On réussit enfin à les séparer et je vais tirer Uhu à l’écart. Il a le visage recouvert de sang, mais je n’arrive pas à voir d’où ça provient. Je l’emmène dans la salle de bain du ré de chaussée, notre fille dans les talons. Je nettoie au mieux son visage qui commence déjà à être tuméfier. Le combat était rude. J’ai cru que j’allais m’effondrer en les regardant se battre.


Quand nous sortons de la salle de bain, moi devant et Imani dans les bras de son père derrière moi, on tombe sur un Joseph au regard sévère.


- Rien ne vous retient plus ici. Si j’ai besoin de vous, je vous appelle.


Il ne peut pas être plus clair. Notre présence est devenue indésirable.


On regagne la porte sans un mot. Jomo est assis sur les marches du perron, la tête entre les bras. Son frère passe sans un regard, mais je peux voir son poing libre se serrer sur son trousseau de clé.


- Vous  pouvez me déposer en ville ?


Je marque un temps d’arrêt, pas sûre d’avoir entendu cette voix sans honte. Il est fou ce mec. Non mais sérieux il est gravement atteint.


Je me contente d’accélérer le pas quand j’entends son rire grave résonner derrière nous.


Le trajet se fait en silence et une fois à la maison je vais coucher Imani qui s’est effondrée, épuisée d’avoir pleuré. Dans notre chambre Uhu est assis sur le lit, une serviette nouée autour des reins. Il a la tête entre les mains, dans la même posture que son frère tout à l’heure.


Je vais à mon tour prendre une douche rapide. Sa question m’accueille quand je rentre dans la chambre.


- Ce qu’il a dit… Concernant Imani….


Sa voix est à l’agonie, comme moi en ce moment. Je n’arrive pas à croire que Jomo ait pu semer le doute encore une fois.


- N’y pense même pas Uhu.

- C’est fou mais quand j’y réfléchis, les dates peuvent correspondre…

- Tu m’insultes là ?

- Je me fous de ce que ca te fait, je veux savoir.

- Je n’ai pas à répondre à cette question.

- Pourquoi ? Qu’est-ce que tu me caches ?

- Ton frère a encore eu ce qu’il voulait à ce que je vois.

- Laisse mon frère où il est. Je t’ai posé une question, et j’attends toujours.

- Tu ferais mieux de bien t’installer dans ce cas parce que tu vas attendre longtemps.

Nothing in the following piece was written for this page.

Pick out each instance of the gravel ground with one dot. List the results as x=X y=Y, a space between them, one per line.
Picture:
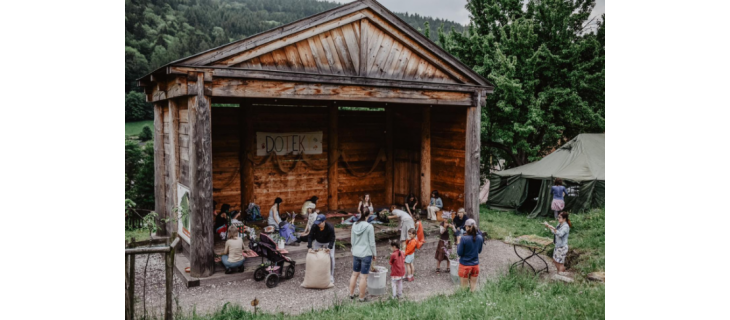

- Belinda ne m’énerve pas.


Il se rapproche de moi et je vois de près ses prunelles obscurcies par la fureur.


- Tu n’as pas envie de jouer à ce jeu avec moi.

- Je ne joue à rien, contrairement à toi. Je n’en reviens pas que tu oses me poser cette question après la conversation que nous avons eu ce matin. Que tu me prennes pour une catin passe, mais de là à insinuer que…. Non je n’arrive vraiment pas à le croire.


Je lui tourne le dos et entreprends de mettre mon pyjama. Il m’arrache les vêtements des mains et les balancent à l’autre bout de la pièce. Avant que je ne puisse protester, je suis bloquée par l’étau de ses mains d’acier.


- Ne me tourne pas le dos quand je te parle.


Je le regarde fixement et ne dit rien.


- Est-ce que Imani est… sa fille ?


La douleur est intense dans sa voix


- Tu me fais mal Uhu. Arrête !


Il se rend compte de ses mains refermées sur mes poignets et relâche la pression. Je me libère et m’éloigne de lui.


- S’il te plait répond moi. M’implore-t-il.


La sonnerie de mon téléphone retenti à ce moment-là, et je plonge la main que dans mon sac qu’il a abandonné sur le lit.


- Belinda !

- Non Uhu, je ne répondrais pas à cette question. En fait je vais faire comme si je n’ai rien entendu et je te conseille de mieux réfléchir la prochaine fois que tu t’apprêtes à dire une connerie de ce genre.


La sonnerie s’arrête quand je pose de nouveau le regard sur mon téléphone. Je le déverrouille et quand je veux consulter mon journal, il se remet à sonner. C’est un numéro inconnu.


- Belinda…


Je décroche sans plus faire attention à Uhu qui me regarde interloqué.


- Allo ?

- Shangazi Belinda, j’ai besoin d’aide.